After Hubbard sued, six more women accused Cody of abusing them as children while the priest served in Skagit County, and three people, including one man, claimed Cody abused them as kids while he served as pastor of Assumption Parish and School in Bellingham from 1972 to 1975. In all, the archdiocese now faces five lawsuits over Cody.

In 1975, after Connolly retired, new Archbishop Raymond Hunthausen brought Cody back to Seattle for an “in residence” assignment at St. Margaret Parish. He also arranged for Cody to be evaluated. Cody took a disability retirement and left Seattle in 1979.

He eventually moved to Florida and in 1988 helped with ministry in the Orlando Diocese. But Hunthausen declined to recommend Cody to that diocese’s leaders, and he paid for Cody to take another psychological evaluation.

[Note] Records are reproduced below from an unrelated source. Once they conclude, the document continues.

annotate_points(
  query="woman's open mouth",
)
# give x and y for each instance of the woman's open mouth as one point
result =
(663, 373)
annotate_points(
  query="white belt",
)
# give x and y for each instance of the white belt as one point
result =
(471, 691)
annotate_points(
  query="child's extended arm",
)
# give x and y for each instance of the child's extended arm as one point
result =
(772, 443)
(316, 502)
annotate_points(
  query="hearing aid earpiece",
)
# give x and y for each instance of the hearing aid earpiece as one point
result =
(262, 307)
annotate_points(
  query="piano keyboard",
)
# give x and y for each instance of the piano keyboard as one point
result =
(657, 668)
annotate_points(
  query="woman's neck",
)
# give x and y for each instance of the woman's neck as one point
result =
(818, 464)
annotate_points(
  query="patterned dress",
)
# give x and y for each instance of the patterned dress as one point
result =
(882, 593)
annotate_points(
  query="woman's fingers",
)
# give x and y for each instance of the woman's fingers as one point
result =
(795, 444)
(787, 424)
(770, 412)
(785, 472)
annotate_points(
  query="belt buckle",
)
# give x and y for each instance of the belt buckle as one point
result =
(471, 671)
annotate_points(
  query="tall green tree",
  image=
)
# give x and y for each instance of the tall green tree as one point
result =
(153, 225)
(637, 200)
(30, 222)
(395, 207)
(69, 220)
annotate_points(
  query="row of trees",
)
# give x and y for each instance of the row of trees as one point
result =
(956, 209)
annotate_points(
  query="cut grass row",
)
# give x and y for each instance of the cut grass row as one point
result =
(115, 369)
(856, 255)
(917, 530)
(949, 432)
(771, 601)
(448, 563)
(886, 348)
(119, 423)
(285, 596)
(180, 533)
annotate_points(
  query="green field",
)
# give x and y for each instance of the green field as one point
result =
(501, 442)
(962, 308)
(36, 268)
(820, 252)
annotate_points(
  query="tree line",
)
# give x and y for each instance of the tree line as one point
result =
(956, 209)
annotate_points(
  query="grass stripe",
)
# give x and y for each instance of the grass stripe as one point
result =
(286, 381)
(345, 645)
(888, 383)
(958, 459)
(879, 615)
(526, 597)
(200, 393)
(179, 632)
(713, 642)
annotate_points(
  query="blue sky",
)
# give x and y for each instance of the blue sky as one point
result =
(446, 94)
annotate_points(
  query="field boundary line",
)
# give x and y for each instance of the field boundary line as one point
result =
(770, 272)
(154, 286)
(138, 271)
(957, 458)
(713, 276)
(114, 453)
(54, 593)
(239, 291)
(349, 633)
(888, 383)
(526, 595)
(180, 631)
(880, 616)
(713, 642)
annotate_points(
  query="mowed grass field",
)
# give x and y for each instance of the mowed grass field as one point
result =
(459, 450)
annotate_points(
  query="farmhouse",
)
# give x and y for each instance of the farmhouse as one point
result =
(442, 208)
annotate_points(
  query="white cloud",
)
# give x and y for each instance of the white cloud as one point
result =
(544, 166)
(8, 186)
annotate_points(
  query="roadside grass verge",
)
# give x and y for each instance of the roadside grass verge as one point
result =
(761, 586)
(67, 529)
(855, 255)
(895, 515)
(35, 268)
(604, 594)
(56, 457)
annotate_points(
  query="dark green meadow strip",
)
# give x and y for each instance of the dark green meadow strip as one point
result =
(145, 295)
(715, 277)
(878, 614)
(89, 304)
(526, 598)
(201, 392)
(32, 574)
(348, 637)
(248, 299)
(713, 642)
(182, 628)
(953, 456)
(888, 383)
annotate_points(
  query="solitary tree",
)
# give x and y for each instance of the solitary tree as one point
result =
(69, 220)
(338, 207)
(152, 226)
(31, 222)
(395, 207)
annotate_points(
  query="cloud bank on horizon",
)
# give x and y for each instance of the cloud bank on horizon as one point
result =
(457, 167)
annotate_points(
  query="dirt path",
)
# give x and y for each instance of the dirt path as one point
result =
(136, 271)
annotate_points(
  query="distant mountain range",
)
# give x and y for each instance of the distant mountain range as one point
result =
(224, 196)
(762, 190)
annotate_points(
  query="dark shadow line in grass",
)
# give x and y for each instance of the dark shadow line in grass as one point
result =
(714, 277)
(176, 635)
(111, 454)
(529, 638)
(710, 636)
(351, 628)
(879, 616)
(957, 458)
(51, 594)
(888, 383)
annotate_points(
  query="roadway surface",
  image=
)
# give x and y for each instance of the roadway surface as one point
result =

During the exam, Cody admitted to victimizing up to 41 children and that he still fantasized about having sex with minors. Evaluators recommended Cody “not be allowed unsupervised contact with children.”

In 1989, Cody petitioned for laicization — or removal from the priesthood. The Catholic Church officially defrocked him in 2005.

Cody moved to Nevada in the 1990s to live with a brother. He volunteered at a national park. When lawyers deposed Cody for Hubbard’s case in 2013, he was still living there. Cody died at the age of 84, sometime after Hubbard’s trial last year.

In January, Cody’s name appeared on the archdiocese’s list of clergy offenders.

Without disclosing his or other offenders’ secret files, Hubbard calls the list meaningless.

“People should know the truth about what the church has done,” she said. “If they have nothing more to hide, then why aren’t they showing us?”